The publication's authors highlighted three distinct sets of threats associated with the misuse of AI. The first of these is "the ability of AI to rapidly clean, organize, and analyze massive data sets consisting of personal data, including images."

This can be utilized "to manipulate behavior and subvert democracy," the authors explained, citing the role of AI in attempts to subvert the 2013 and 2017 Kenyan elections, the 2016 U.S. presidential race, and the 2017 French presidential contest.

"When combined with the rapidly improving ability to distort or misrepresent reality with deepfakes, AI-driven information systems may further undermine democracy by causing a general breakdown in trust or by driving social division and conflict, with ensuing public health impacts," the analysis contends.

The second set of threats concerns the development and deployment of lethal autonomous weapons systems—often referred to as "killer robots"—that can select, engage, and destroy human targets without meaningful human control.

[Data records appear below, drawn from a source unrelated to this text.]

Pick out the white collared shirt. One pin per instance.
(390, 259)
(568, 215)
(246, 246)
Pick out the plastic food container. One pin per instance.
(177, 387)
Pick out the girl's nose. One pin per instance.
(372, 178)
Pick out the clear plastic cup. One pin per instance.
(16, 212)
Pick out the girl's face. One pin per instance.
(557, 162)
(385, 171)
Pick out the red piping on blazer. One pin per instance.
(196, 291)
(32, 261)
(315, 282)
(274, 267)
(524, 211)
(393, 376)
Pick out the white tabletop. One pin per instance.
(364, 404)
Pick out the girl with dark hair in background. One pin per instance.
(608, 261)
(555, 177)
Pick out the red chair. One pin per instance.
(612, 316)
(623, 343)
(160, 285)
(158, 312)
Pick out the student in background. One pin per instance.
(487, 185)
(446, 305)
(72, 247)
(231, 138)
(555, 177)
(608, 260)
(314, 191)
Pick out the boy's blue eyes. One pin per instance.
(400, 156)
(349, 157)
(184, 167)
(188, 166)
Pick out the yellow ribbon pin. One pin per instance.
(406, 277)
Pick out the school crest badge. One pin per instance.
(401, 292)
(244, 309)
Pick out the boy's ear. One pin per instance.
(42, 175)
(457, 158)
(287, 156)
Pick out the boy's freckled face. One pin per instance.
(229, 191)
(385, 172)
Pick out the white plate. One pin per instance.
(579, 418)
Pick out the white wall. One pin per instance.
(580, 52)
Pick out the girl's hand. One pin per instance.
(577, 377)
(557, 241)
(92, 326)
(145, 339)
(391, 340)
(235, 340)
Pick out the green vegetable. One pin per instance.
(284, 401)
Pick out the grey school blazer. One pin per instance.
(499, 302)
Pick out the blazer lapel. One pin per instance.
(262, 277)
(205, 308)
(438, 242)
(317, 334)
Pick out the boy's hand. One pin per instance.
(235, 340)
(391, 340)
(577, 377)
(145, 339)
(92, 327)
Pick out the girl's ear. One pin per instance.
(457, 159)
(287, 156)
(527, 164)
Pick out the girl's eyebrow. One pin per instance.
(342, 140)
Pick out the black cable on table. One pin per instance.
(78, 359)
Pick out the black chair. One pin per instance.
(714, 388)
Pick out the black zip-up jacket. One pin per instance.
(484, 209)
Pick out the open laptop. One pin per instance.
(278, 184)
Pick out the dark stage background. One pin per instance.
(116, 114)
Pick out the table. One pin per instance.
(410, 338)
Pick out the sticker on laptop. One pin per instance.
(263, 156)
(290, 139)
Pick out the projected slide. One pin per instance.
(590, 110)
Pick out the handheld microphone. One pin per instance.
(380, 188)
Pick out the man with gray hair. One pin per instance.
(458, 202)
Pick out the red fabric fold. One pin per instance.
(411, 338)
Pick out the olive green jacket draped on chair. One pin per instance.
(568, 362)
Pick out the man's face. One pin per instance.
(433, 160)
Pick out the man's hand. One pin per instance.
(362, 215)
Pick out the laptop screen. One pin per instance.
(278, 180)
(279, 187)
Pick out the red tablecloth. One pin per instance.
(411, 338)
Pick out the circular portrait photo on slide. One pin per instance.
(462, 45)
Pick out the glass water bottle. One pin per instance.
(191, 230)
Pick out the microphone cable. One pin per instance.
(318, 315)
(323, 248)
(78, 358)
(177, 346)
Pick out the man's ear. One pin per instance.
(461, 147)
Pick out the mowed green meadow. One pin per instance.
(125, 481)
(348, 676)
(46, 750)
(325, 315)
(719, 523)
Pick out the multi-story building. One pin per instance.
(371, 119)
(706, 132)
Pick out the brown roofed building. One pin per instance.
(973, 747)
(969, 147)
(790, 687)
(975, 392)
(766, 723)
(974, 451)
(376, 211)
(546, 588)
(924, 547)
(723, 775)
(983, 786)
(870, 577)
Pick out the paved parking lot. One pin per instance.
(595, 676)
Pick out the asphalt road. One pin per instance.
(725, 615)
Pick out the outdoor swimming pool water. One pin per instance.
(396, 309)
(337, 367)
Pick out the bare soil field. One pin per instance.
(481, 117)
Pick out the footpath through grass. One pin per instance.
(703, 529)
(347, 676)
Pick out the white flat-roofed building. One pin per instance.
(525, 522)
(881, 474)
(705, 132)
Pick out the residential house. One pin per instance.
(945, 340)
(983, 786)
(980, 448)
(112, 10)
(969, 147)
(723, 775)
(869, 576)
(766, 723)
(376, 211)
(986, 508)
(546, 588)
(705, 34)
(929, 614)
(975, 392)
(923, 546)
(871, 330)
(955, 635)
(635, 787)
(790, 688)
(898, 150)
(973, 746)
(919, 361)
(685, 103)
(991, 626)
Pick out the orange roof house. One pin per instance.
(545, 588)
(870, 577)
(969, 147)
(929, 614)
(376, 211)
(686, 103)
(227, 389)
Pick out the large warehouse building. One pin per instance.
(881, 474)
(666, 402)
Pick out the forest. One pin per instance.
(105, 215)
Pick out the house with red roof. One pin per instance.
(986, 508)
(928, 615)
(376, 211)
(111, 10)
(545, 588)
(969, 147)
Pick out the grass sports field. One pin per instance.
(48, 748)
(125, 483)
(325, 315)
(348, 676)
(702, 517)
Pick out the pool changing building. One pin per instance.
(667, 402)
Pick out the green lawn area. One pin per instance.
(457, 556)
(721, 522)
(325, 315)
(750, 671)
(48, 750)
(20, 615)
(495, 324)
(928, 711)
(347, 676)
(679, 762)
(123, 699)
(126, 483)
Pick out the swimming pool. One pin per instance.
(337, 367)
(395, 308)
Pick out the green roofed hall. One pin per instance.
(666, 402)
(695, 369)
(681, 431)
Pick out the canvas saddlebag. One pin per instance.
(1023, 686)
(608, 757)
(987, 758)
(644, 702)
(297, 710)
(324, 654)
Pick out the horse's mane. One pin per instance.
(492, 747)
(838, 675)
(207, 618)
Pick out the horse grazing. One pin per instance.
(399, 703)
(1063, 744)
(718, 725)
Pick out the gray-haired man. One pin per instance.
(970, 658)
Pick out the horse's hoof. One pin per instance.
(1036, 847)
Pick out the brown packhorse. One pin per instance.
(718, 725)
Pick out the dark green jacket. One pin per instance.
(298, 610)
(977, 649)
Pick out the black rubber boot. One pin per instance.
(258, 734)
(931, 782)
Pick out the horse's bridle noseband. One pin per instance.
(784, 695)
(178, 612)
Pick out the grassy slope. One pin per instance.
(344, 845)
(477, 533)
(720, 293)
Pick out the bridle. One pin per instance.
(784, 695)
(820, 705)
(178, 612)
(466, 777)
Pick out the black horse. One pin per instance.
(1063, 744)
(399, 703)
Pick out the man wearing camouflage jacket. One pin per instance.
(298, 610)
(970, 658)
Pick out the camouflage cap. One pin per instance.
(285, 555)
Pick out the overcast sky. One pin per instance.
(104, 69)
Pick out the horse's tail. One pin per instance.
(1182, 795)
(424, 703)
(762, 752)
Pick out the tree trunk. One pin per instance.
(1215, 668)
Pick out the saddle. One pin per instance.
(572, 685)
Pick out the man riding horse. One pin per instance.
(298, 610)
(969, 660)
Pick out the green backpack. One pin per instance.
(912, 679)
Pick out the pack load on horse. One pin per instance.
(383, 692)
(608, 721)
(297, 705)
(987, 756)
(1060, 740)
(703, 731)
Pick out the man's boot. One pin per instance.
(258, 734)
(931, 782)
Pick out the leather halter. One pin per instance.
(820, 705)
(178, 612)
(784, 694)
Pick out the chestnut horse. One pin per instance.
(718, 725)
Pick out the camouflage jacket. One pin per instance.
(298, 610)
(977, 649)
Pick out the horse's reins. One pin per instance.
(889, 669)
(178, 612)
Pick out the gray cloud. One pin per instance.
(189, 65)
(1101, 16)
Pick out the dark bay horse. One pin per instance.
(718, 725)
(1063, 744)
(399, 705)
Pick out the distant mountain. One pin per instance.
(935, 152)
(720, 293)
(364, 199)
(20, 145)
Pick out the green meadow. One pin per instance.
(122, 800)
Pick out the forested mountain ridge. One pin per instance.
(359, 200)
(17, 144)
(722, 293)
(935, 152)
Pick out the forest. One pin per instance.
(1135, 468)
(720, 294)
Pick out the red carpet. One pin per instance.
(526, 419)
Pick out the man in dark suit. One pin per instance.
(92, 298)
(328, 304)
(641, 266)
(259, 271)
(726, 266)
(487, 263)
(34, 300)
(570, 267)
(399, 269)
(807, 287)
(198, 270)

The third threat set involves the many millions of jobs that experts predict will be lost due to the widespread deployment of AI technology.

"While there would be many benefits from ending work that is repetitive, dangerous, and unpleasant, we already know that unemployment is strongly associated with adverse health outcomes and behavior, including harmful consumption of alcohol and illicit drugs, being overweight, and having lower self-rated quality of life and health and higher levels of depression and risk of suicide," the analysis states.

Furthermore, the paper warns of the threat of self-improving, general-purpose AI—or AGI—is "potentially all-encompassing":

We are now seeking to create machines that are vastly more intelligent and powerful than ourselves. The potential for such machines to apply this intelligence and power—whether deliberately or not—in ways that could harm or subjugate humans—is real and has to be considered. If realized, the connection of AGI to the internet and the real world, including via vehicles, robots, weapons, and all the digital systems that increasingly run our societies, could well represent the "biggest event in human history."

"With exponential growth in AI research and development, the window of opportunity to avoid serious and potentially existential harms is closing," the authors stressed. "The future outcomes of the development of AI and AGI will depend on policy decisions taken now and on the effectiveness of regulatory institutions that we design to minimize risk and harm and maximize benefit."

"Crucially, as with other technologies, preventing or minimizing the threats posed by AI will require international agreement and cooperation, and the avoidance of a mutually destructive AI 'arms race,'" the analysis stresses. "It will also require decision-making that is free of conflicts of interest and protected from the lobbying of powerful actors with a vested interest."

"Crucially, as with other technologies, preventing or minimizing the threats posed by AI will require international agreement and cooperation."

"If AI is to ever fulfill its promise to benefit humanity and society, we must protect democracy, strengthen our public-interest institutions, and dilute power so that there are effective checks and balances," the authors concluded.

The new analysis comes a week after the White House unveiled a plan meant to promote "responsible American innovation in artificial intelligence."

On Wednesday, Data for Progress published a survey showing that more than half of U.S. voters—including 52% of Democrats, 57% of Independents, and 58% of Republicans—believe the United States "should slow down AI progress."

According to the survey, 62% of voters also support the creation of a federal agency to regulate the development and deployment of AI technology.